A few people here tried the Goliath-120B model I released a while back, and looks like TheBloke has released the quantized versions now. So far, the reception has been largely positive.
https://huggingface.co/TheBloke/goliath-120b-GPTQ
https://huggingface.co/TheBloke/goliath-120b-GGUF
https://huggingface.co/TheBloke/goliath-120b-AWQ
The fact that the model turned out good is completely unexpected. Every LM researcher I've spoken to about this in the past few days has been completely baffled. The plan moving forward, in my opinion, is to finetune this model (preferably a full finetune) so that the stitched layers get to know each other better. Hopefully I can find the compute to do that soon :D
On a related note, I've been working on LLM-Shearing lately, which would essentially enable us to shear down a transformer down to much smaller sizes, while preserving accuracy. The reason goliath-120b came to be was an experiment in moving at the opposite direction of shearing. I'm now wondering if we can shear a finetuned Goliath-120B to around ~70B again and end up with a much better 70B model than the existing ones. This would of course be prohibitively expensive, as we'd need to do continued pre-train after the shearing/pruning process. A more likely approach, I believe, is shearing Mistral-7B to ~1.3B and perform continued pretrain on about 100B tokens.

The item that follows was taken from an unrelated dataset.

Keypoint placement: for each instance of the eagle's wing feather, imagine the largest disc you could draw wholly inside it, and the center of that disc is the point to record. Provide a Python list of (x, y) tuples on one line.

If anyone has suggestions, please let me know. Cheers!
This is highly interesting and unintuitive. Have you written down the details of your approach anywhere? Why did you interleave in the manner you did?
Have you tested on GSM8K or DROP? Something I noticed in the recent HFLB update is that a lot of high flying Mistral merges scored poorly on those two benchmarks. DROP scores in particular, plummeted.
As I mentioned here, it'd perform poorly on benchmarks until it's went through a few steps of full finetuning so the weight disagreement is ironed out.